According to an Ifop study published this Sunday, January 17 by The Parisian-Today in France*, 62% of French people are in favor of a compulsory vaccination certificate for people wishing to fly. 60% of them require it to visit vulnerable people in retirement homes or hospitals and 52% to take public transport. Membership is, on the other hand, more measured for entry into middle and high schools – if vaccination is open to those under 18 in the coming months – and theaters (50%).

A disguised way to make the vaccine compulsory?

The government is publicly braking four irons against this proposal. The Minister of Health, Olivier Véran, has so far always excluded it, the Minister of Culture, Roselyne Bachelot, even spoke on January 10 ofa “shocking” idea, rejected “unanimously” by the actors of the show.

Others see it as a roundabout way of making the vaccine compulsory for the population. In addition, no company can require the vaccination of one of its employees and therefore de facto to present a vaccination passport to work or travel.

What to make a taboo question? The subject is, for the moment, the precursor of any ministry or even under study, explain the various cabinets. “Starting to apply for a vaccination passport, when in terms of pure doses, you do not have enough doses to immunize everyone, it is a fairly unequal principle”, explains Olivier’s office. Véran who does not wish “not to define his health strategy to the rhythm of the Newspapers”. “The priority today is elsewhere”, we add, even if other government sources believe that the idea “will impose itself” once a large part of the population is vaccinated.

The Secretary of State for European Affairs, Clément Beaune, gave a layer this Sunday on franceinfo: “We are very reluctant to this idea”, he explained. “I believe this is a debate that is very premature.
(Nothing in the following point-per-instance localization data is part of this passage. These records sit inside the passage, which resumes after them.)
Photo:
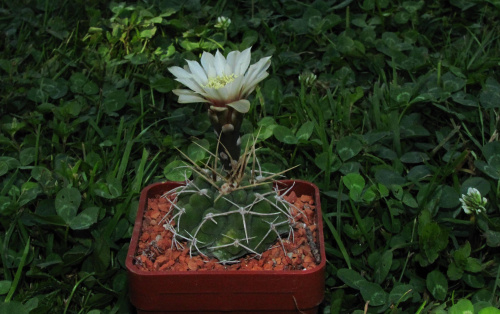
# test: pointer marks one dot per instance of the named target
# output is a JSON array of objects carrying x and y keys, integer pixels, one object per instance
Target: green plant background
[{"x": 402, "y": 119}]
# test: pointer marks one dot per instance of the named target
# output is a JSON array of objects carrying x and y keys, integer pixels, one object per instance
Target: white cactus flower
[
  {"x": 221, "y": 82},
  {"x": 472, "y": 202},
  {"x": 223, "y": 22}
]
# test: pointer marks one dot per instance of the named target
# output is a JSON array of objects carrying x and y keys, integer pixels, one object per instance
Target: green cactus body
[{"x": 226, "y": 225}]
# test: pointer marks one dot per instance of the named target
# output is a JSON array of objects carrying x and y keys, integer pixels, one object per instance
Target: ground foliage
[{"x": 390, "y": 107}]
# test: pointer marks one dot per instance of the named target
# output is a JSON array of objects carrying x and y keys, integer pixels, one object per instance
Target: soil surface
[{"x": 157, "y": 253}]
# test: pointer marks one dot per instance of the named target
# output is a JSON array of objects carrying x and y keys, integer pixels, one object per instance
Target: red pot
[{"x": 285, "y": 291}]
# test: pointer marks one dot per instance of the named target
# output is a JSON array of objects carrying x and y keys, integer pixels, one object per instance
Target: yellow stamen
[{"x": 220, "y": 81}]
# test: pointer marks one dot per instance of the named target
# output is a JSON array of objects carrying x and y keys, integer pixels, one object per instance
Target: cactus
[{"x": 229, "y": 217}]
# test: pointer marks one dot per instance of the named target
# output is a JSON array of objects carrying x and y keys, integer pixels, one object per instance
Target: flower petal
[
  {"x": 241, "y": 105},
  {"x": 243, "y": 62},
  {"x": 207, "y": 61},
  {"x": 192, "y": 84},
  {"x": 187, "y": 96},
  {"x": 179, "y": 72},
  {"x": 220, "y": 63}
]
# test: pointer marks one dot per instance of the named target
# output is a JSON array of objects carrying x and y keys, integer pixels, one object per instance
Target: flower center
[{"x": 220, "y": 81}]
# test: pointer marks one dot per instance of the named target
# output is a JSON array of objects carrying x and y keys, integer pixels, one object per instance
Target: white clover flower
[
  {"x": 221, "y": 82},
  {"x": 472, "y": 202},
  {"x": 307, "y": 78},
  {"x": 223, "y": 22}
]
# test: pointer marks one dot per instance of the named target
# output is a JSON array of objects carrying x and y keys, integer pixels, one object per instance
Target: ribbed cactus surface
[{"x": 226, "y": 220}]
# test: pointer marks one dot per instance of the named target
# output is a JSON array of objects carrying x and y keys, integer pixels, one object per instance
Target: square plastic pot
[{"x": 284, "y": 291}]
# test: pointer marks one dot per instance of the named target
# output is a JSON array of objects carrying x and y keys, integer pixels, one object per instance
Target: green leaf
[
  {"x": 197, "y": 151},
  {"x": 461, "y": 307},
  {"x": 348, "y": 147},
  {"x": 492, "y": 238},
  {"x": 137, "y": 58},
  {"x": 475, "y": 281},
  {"x": 389, "y": 177},
  {"x": 67, "y": 202},
  {"x": 55, "y": 88},
  {"x": 285, "y": 135},
  {"x": 491, "y": 152},
  {"x": 490, "y": 94},
  {"x": 148, "y": 33},
  {"x": 400, "y": 293},
  {"x": 115, "y": 101},
  {"x": 85, "y": 219},
  {"x": 177, "y": 170},
  {"x": 13, "y": 307},
  {"x": 374, "y": 293},
  {"x": 305, "y": 131},
  {"x": 7, "y": 163},
  {"x": 351, "y": 278},
  {"x": 355, "y": 183},
  {"x": 29, "y": 192},
  {"x": 432, "y": 238},
  {"x": 27, "y": 156},
  {"x": 382, "y": 267},
  {"x": 489, "y": 310},
  {"x": 414, "y": 157},
  {"x": 437, "y": 284},
  {"x": 110, "y": 189},
  {"x": 454, "y": 272},
  {"x": 473, "y": 265},
  {"x": 5, "y": 286},
  {"x": 460, "y": 256},
  {"x": 452, "y": 83}
]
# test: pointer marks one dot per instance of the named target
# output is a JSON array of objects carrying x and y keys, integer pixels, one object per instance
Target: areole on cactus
[{"x": 224, "y": 85}]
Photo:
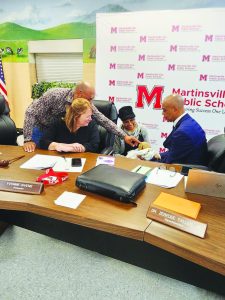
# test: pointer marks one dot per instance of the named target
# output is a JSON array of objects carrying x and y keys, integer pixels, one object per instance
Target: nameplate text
[
  {"x": 177, "y": 221},
  {"x": 17, "y": 186}
]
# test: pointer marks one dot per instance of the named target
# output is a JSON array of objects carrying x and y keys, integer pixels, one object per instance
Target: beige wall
[{"x": 19, "y": 79}]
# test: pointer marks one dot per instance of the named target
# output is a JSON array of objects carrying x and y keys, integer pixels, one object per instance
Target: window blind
[{"x": 65, "y": 67}]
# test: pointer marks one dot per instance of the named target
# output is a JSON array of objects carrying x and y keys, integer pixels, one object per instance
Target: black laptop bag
[{"x": 115, "y": 183}]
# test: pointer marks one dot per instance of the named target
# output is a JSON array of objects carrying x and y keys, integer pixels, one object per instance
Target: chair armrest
[{"x": 107, "y": 151}]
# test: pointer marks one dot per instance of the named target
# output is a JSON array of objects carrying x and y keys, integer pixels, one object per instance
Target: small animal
[
  {"x": 19, "y": 51},
  {"x": 92, "y": 53},
  {"x": 9, "y": 50}
]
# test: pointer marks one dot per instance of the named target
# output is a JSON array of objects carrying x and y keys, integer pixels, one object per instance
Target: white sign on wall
[{"x": 143, "y": 57}]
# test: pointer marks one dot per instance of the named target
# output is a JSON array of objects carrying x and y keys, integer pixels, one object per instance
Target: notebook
[
  {"x": 206, "y": 183},
  {"x": 177, "y": 204}
]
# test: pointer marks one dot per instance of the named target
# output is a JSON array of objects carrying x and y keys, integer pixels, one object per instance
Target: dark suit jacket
[{"x": 186, "y": 143}]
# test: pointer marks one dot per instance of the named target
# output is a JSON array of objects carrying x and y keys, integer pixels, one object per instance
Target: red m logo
[{"x": 155, "y": 94}]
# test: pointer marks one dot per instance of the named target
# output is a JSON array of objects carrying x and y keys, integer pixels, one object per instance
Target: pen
[
  {"x": 66, "y": 163},
  {"x": 138, "y": 169}
]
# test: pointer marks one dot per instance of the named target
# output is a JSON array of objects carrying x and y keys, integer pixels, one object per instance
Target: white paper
[
  {"x": 64, "y": 165},
  {"x": 58, "y": 163},
  {"x": 68, "y": 199},
  {"x": 164, "y": 178},
  {"x": 105, "y": 160},
  {"x": 39, "y": 162}
]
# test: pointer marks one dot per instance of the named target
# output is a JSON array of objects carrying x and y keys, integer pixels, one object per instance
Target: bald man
[
  {"x": 186, "y": 143},
  {"x": 51, "y": 105}
]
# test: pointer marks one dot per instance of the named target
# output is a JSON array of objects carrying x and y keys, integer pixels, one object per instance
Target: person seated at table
[
  {"x": 42, "y": 113},
  {"x": 131, "y": 128},
  {"x": 76, "y": 132},
  {"x": 187, "y": 143}
]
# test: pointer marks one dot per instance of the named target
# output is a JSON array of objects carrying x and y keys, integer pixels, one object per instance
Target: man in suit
[{"x": 186, "y": 143}]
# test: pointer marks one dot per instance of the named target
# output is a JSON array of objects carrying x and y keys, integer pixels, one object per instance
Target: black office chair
[
  {"x": 216, "y": 155},
  {"x": 8, "y": 132},
  {"x": 216, "y": 152},
  {"x": 106, "y": 138}
]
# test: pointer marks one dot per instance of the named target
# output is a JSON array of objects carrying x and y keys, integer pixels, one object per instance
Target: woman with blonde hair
[{"x": 76, "y": 132}]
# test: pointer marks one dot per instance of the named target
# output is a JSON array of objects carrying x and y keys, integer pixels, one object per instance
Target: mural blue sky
[{"x": 46, "y": 13}]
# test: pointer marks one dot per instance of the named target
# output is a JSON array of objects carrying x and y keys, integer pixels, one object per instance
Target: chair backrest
[
  {"x": 8, "y": 132},
  {"x": 216, "y": 152},
  {"x": 109, "y": 110}
]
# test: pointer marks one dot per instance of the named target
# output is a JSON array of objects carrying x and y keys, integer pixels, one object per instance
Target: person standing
[{"x": 44, "y": 111}]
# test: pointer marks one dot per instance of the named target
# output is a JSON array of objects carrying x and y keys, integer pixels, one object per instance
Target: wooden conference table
[{"x": 120, "y": 230}]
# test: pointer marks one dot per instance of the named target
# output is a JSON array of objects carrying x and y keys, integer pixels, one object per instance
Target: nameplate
[
  {"x": 177, "y": 221},
  {"x": 17, "y": 186}
]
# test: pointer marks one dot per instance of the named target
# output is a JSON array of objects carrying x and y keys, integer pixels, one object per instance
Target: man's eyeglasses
[{"x": 164, "y": 168}]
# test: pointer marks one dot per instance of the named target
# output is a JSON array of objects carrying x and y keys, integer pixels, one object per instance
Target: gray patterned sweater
[{"x": 44, "y": 111}]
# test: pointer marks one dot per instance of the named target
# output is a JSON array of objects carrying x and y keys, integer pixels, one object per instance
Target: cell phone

Why? First of all, we know that the vaccine is scientifically safe, that it has beneficial effects, but we do not yet know its impact on the transmission of the virus, so we must clarify this point ”before authorizing the implementation of these certificates, he explains.

Differences in Europe and internationally

An opinion similar to that of the WHO which opposes “for the moment” to these certificates. “There are still too many fundamental unknowns in terms of the effectiveness of vaccines to reduce transmission (of the virus) and vaccines are still only available in limited quantities”, recommended Friday the emergency committee of the International organization, adding that proof of vaccination should not exempt from other health precautionary measures.

For her part, the President of the European Commission, Ursula von der Leyen, said on Friday she was in favor of the Greek Prime Minister’s initiative to establish a “mutually recognized certificate” at EU level. Germany is also thinking about it, whereas Israel has already adopted the principle.

Microsoft already in the startings-blocks

In the United States, the initiative to develop a vaccination passport comes from a coalition of IT companies, including Microsoft, healthcare institutions and NGOs, anticipating the potential need for people to have to prove to authorities and businesses that they are vaccinated against Covid-19.

“The goal is to allow individuals to have access to their vaccination record and to use tools like CommonPass (a digital wallet, editor’s note) to return to work and school, to start traveling and living again, while protecting the confidentiality of their data, ”Paul Meyer, head of the Commons Project foundation, said in a statement Thursday.

* Carried out online from January 11 to 12 with a sample of 1,028 people representative of the population aged 18 and over living in metropolitan France.